The research minimum
Research rabbit holes kill more books than writer's block. The mechanism is seductive: every article leads to another, every Wikipedia page has twenty interesting links, and two hours later you have not written a word but you know a great deal about medieval grain storage. The research minimum is the discipline of knowing when you know enough. Define your minimum before you start: 'I need to understand daily life in this period, the political climate, and the physical geography of the setting.' Once you can answer those questions with confidence, start writing. The gaps will become visible in the draft.
Beta readers and sensitivity readers as research supplements
Beta readers are your first audience and your first fact-checkers. A reader who lives in the city your novel is set in will catch the wrong subway line before your editor does.

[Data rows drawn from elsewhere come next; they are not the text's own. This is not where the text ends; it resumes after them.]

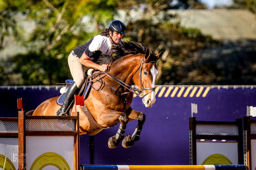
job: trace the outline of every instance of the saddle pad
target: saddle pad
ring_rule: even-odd
[[[91,75],[92,75],[93,71],[92,71],[91,73]],[[89,79],[90,80],[91,80],[91,78]],[[85,90],[84,91],[84,94],[83,95],[83,96],[84,97],[84,100],[85,100],[85,99],[87,97],[87,95],[88,94],[88,92],[90,91],[90,90],[91,89],[91,87],[92,83],[90,82],[88,83],[88,85],[86,87]],[[64,100],[65,99],[65,97],[66,96],[66,93],[64,93],[61,95],[59,98],[57,99],[56,103],[59,106],[62,106],[63,105],[63,102],[64,102]]]

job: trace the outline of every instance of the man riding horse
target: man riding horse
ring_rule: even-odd
[[[100,35],[94,37],[87,43],[75,48],[68,57],[68,66],[74,81],[66,93],[63,105],[57,112],[57,115],[64,115],[70,103],[82,86],[85,77],[85,73],[89,68],[105,71],[108,65],[99,65],[93,61],[97,60],[94,55],[99,50],[103,53],[112,54],[111,48],[114,45],[119,45],[123,42],[123,35],[125,34],[126,27],[123,22],[118,20],[112,21],[109,28],[106,29]]]

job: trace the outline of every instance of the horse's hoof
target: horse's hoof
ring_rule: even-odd
[[[109,147],[110,149],[113,149],[113,148],[115,148],[115,147],[116,147],[117,146],[115,145],[115,144],[114,144],[114,143],[113,140],[116,140],[115,136],[112,136],[111,137],[110,137],[109,139],[108,139],[108,147]]]
[[[128,144],[130,144],[130,145],[129,145]],[[134,144],[134,142],[133,142],[132,140],[132,137],[131,136],[128,136],[125,137],[124,140],[123,140],[122,145],[124,148],[128,148],[131,146],[132,146]]]

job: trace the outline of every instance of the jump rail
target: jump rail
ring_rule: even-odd
[[[199,146],[197,143],[200,141],[198,139],[228,140],[232,141],[230,142],[237,142],[238,153],[236,159],[238,161],[235,164],[243,164],[243,139],[242,119],[237,119],[235,122],[217,122],[198,121],[196,121],[195,117],[189,118],[190,164],[204,164],[198,160],[198,156],[200,154],[197,154],[197,148]],[[234,148],[233,151],[235,150],[236,149]],[[219,162],[216,163],[219,163]],[[226,164],[233,164],[231,162]]]
[[[19,169],[25,166],[27,169],[41,169],[48,165],[59,169],[79,169],[77,112],[71,116],[26,116],[19,111],[18,125]]]
[[[172,169],[180,170],[230,170],[231,169],[246,170],[247,167],[244,165],[81,165],[81,170],[139,170],[141,169],[160,170]]]

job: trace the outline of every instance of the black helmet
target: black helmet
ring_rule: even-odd
[[[122,22],[119,20],[115,20],[111,22],[108,28],[117,33],[124,34],[126,27]]]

A reader with professional expertise in the field your protagonist works in will catch the procedural errors. Sensitivity readers bring lived experience to representation questions that secondary sources cannot fully address. Use them after a complete draft, not during, because you need a full draft to give them something substantive to respond to. Their notes are research you could not have done alone.
The research journal
A research journal is a dedicated document or notebook where you record everything you find: sources, key facts, quotes you might use, contradictions between sources, and questions that need more investigation. The discipline of recording as you go prevents two expensive problems: forgetting where you found something (attribution is important in non-fiction) and rediscovering things you already researched (which happens more than any writer admits). Date each entry and note the source. After a research session, write a two-sentence summary of what you learned. The summary is what you will actually use when you draft.
Primary vs. secondary sources
Secondary sources, history books, biographies, documentaries, are faster and more accessible. They are fine for most fiction. Primary sources, original letters, diaries, legal records, contemporary news, give you texture that secondary sources cannot. The person who actually lived through an event uses different language, notices different things, and has a different emotional register than the historian who describes it two hundred years later. For historical fiction specifically, finding even a handful of primary sources gives your period detail an authenticity that all the secondary research in the world cannot replicate.

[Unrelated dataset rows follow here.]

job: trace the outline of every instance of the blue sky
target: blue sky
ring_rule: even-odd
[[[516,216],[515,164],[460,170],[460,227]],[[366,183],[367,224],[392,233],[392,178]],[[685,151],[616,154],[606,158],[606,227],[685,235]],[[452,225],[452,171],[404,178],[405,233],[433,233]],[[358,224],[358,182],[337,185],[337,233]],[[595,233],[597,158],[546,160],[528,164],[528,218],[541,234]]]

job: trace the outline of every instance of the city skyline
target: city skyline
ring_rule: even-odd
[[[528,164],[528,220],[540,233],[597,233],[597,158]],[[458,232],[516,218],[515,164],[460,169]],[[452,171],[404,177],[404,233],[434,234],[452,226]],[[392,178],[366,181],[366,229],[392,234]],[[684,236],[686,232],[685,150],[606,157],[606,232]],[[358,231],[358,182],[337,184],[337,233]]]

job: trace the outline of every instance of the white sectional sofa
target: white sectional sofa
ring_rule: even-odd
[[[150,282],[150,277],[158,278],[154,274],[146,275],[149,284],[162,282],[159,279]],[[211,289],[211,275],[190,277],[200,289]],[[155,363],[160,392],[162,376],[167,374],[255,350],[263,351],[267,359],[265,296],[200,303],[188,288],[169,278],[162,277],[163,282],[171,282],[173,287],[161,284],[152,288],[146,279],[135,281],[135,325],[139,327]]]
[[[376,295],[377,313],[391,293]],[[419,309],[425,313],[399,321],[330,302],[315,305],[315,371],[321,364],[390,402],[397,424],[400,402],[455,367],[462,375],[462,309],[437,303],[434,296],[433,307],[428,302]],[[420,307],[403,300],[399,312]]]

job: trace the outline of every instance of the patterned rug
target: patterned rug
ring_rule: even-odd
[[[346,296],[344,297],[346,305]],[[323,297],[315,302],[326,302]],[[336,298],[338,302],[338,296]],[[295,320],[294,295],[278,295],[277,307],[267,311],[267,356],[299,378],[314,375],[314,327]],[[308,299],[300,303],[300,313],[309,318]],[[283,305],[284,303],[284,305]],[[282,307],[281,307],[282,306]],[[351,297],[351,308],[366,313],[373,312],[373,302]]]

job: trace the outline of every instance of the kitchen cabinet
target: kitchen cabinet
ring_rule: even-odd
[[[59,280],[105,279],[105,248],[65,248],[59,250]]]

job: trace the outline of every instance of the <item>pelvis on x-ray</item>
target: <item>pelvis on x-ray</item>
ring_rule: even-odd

Setting research: maps, photographs, and street-level detail
The most convincing settings are built on specific, sensory details that only come from either being there or finding records made by people who were. For contemporary settings: Google Street View, local photography groups, subreddits for the city or region, travel blogs with photographs. For historical settings: photography archives, period maps, newspaper archives, travel writing from the era. The details you want are not the famous landmarks but the ordinary things: what the streets smelled like, what the light was like, what ordinary people did on a Tuesday afternoon. Those are the details that make a setting feel inhabited.

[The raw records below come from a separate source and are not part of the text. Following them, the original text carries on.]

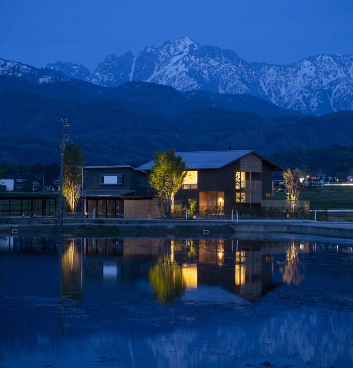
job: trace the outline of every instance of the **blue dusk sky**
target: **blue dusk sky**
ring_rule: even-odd
[[[108,55],[187,36],[249,62],[353,55],[352,0],[0,0],[0,58],[92,72]]]

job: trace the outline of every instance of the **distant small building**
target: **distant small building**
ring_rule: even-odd
[[[126,165],[86,166],[82,211],[96,217],[149,217],[147,173]]]
[[[0,191],[11,192],[13,190],[13,179],[2,179],[0,180]]]

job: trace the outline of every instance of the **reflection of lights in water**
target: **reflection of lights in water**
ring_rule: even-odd
[[[235,285],[241,286],[245,284],[245,265],[235,265]]]
[[[245,252],[235,252],[235,285],[241,286],[245,284]]]
[[[222,263],[224,258],[224,245],[218,243],[217,247],[217,255],[218,256],[218,263]]]
[[[183,282],[187,289],[197,288],[197,266],[196,265],[183,264]]]
[[[313,247],[314,245],[313,245]],[[288,285],[299,285],[304,279],[301,274],[301,263],[299,260],[298,248],[292,241],[287,249],[285,260],[283,262],[277,261],[281,265],[279,271],[282,273],[282,281]]]

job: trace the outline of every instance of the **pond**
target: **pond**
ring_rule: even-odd
[[[0,366],[353,366],[349,241],[0,239]]]

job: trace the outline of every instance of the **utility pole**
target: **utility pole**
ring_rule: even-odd
[[[67,136],[65,135],[65,127],[69,126],[69,121],[66,119],[61,119],[58,122],[61,123],[61,155],[60,160],[60,192],[59,193],[59,210],[58,211],[58,223],[61,224],[62,217],[62,178],[64,173],[64,151],[65,151],[65,142]]]

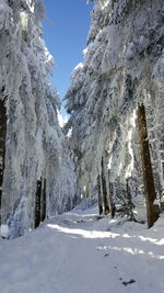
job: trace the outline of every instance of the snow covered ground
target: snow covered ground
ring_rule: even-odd
[[[164,217],[155,226],[96,209],[0,240],[0,293],[164,293]]]

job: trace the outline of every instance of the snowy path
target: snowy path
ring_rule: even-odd
[[[93,212],[1,239],[0,293],[164,293],[164,218],[148,230]]]

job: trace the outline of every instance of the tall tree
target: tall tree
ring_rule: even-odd
[[[5,135],[7,135],[7,109],[4,105],[4,101],[0,101],[0,210],[1,210],[1,196],[2,196],[3,171],[4,171]]]
[[[147,203],[147,218],[148,227],[152,227],[154,222],[159,217],[159,209],[154,204],[156,199],[154,177],[151,164],[151,156],[149,149],[149,138],[148,138],[148,128],[147,128],[147,116],[144,104],[138,105],[138,127],[139,127],[139,137],[140,137],[140,154],[141,154],[141,164],[142,164],[142,173],[143,173],[143,185]]]
[[[106,179],[105,179],[105,171],[104,171],[104,159],[102,157],[102,176],[101,176],[101,182],[102,182],[102,198],[104,202],[104,214],[107,215],[109,213],[109,205],[107,201],[107,188],[106,188]]]

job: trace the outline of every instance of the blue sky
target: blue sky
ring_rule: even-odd
[[[55,59],[52,83],[62,98],[72,69],[83,60],[93,4],[86,0],[44,0],[44,40]]]

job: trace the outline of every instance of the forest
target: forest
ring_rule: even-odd
[[[0,0],[0,274],[12,275],[7,262],[20,259],[17,274],[0,278],[2,293],[107,293],[115,285],[118,293],[164,292],[164,2],[87,2],[86,48],[71,74],[63,98],[69,120],[61,127],[63,101],[49,81],[55,56],[43,40],[44,3]],[[45,264],[45,282],[36,273],[27,285],[30,268],[44,267],[48,244],[57,255]],[[27,266],[17,245],[34,255]],[[119,258],[125,275],[116,282]],[[55,269],[52,259],[66,268]],[[86,288],[82,274],[91,274]]]

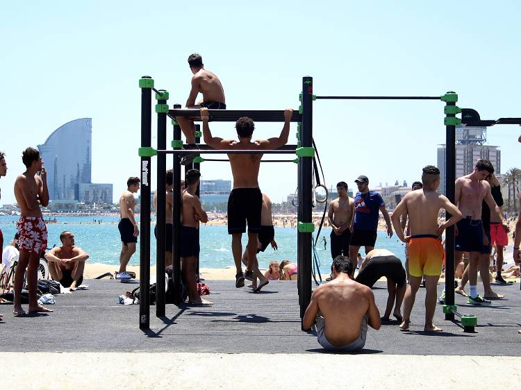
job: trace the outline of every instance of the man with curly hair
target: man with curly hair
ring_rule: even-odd
[[[238,141],[223,139],[213,137],[208,126],[208,108],[201,108],[203,121],[203,137],[206,144],[216,149],[258,151],[251,154],[229,153],[228,158],[233,176],[233,189],[228,200],[228,234],[231,235],[231,251],[237,269],[235,287],[245,285],[245,278],[254,280],[258,269],[257,262],[257,241],[261,230],[260,214],[263,194],[258,186],[258,170],[262,151],[276,149],[288,142],[290,134],[290,121],[293,113],[291,108],[284,111],[284,126],[279,137],[269,139],[251,142],[255,124],[251,119],[243,117],[235,123]],[[246,232],[248,223],[248,264],[246,273],[242,273],[241,256],[242,254],[242,233]]]

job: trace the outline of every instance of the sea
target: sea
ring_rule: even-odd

The research-later flag for first drafts
Stopping mid-draft to research a specific fact costs more than the fact is worth. The research interrupts your drafting flow, leads to broader reading than the specific fact required, and turns a focused writing session into a browsing session. The solution is the research-later flag: a bracketed placeholder like [RES: what year was this bridge built?] that marks the gap and lets you keep moving. After the draft is complete, run a search for [RES: and fill each one in a dedicated research session. The separation keeps drafting fast and research thorough, with no contamination between the two modes.